The retreat of Chinese developers from Australian real estate could make it even tougher for first-home buyers trying to break into the pricey Sydney and Melbourne property markets, according to Nerida Conisbee, chief economist at REA Group. 

Conisbee said there would be less residential development because the Chinese government recently announced it would restrict Chinese investment into overseas property development, issuing a new list of “banned investments,” including casinos and defence technology, while overseas property development and hotels were classified as “restricted”.
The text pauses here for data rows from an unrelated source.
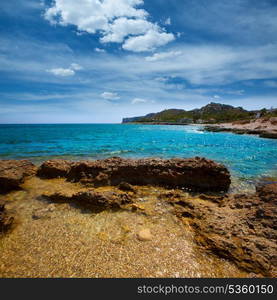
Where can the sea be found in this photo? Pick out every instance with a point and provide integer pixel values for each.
(248, 157)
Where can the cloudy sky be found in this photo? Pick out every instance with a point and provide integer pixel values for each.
(94, 61)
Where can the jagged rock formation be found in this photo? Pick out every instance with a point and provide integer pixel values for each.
(238, 227)
(6, 220)
(195, 174)
(93, 199)
(13, 173)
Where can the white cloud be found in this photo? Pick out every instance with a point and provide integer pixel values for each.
(100, 50)
(164, 55)
(65, 72)
(76, 67)
(147, 42)
(118, 21)
(110, 96)
(270, 83)
(62, 72)
(138, 101)
(168, 21)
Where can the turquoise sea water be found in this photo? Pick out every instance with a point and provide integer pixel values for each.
(246, 156)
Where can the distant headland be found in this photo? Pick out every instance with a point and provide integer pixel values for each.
(212, 113)
(217, 117)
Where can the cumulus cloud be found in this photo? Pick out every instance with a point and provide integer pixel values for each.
(164, 55)
(62, 72)
(110, 96)
(270, 83)
(100, 50)
(76, 67)
(167, 21)
(148, 42)
(66, 72)
(118, 21)
(138, 101)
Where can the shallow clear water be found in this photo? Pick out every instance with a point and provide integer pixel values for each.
(246, 156)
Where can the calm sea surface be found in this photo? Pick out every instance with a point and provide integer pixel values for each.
(246, 156)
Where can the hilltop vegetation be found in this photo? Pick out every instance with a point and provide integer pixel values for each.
(211, 113)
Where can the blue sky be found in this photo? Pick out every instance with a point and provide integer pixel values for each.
(92, 61)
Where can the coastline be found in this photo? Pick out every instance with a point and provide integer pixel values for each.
(262, 128)
(173, 204)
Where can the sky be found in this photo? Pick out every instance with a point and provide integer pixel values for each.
(97, 61)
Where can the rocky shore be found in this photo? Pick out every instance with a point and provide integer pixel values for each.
(240, 228)
(266, 128)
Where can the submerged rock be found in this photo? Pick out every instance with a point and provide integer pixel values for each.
(239, 227)
(124, 186)
(144, 235)
(13, 173)
(6, 220)
(91, 198)
(54, 168)
(195, 174)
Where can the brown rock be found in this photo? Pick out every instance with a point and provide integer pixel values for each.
(268, 192)
(13, 173)
(124, 186)
(92, 199)
(196, 174)
(54, 168)
(6, 220)
(144, 235)
(241, 228)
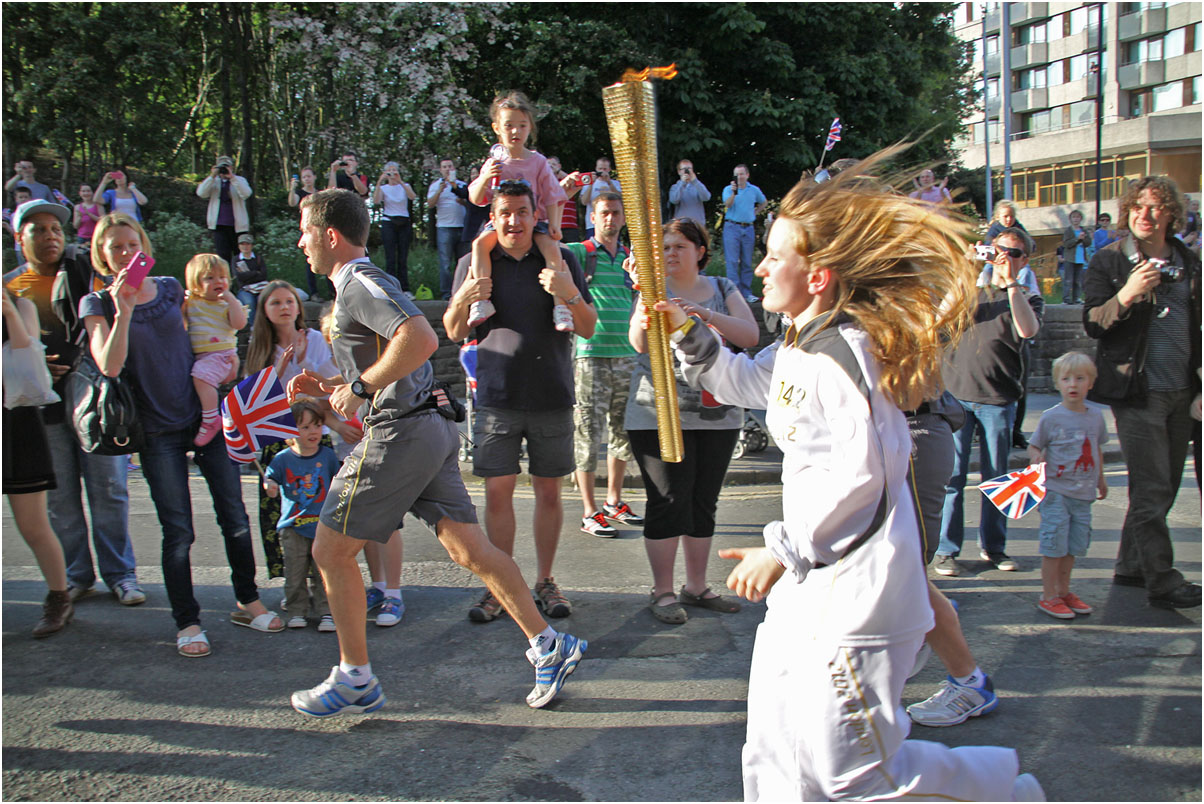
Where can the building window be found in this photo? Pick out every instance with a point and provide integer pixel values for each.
(1168, 96)
(1174, 43)
(1082, 65)
(1082, 113)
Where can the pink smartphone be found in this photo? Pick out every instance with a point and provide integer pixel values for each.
(139, 270)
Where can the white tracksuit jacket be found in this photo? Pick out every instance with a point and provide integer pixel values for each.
(840, 633)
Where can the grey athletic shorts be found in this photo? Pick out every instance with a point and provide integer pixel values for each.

Chinese developers and investors purchased $2.4bn worth of Australian residential development sites last year, which made up 38% of all the residential property development sold in Australia in 2016, according to a report from Knight Frank

The impact of these new rules is already being felt in Australia. “Both [Sydney and Melbourne] are really starting to see a slowdown in prices … and I think with less supply in the market, it will mean prices will not stabilise as much as people are hoping,” Conisbee said. “If the level of supply kept up, I do think a slowdown would have led to a possible reduction in prices — but this will continue to support price growth in Melbourne and Sydney.”

Conisbee said the Sydney market would be more severely affected, as supply and demand were more balanced in the Victorian capital. 

The percentage of Australian development sites sold to Chinese companies has already dropped, from about one-third in 2016 to just 11% on the year-to-date. 

“It could get harder if you’re a first-home buyer and you’re looking to buy an apartment. Fewer apartments being built is not going to make it any cheaper for you, so this won’t help [with] affordability,” Conisbee said.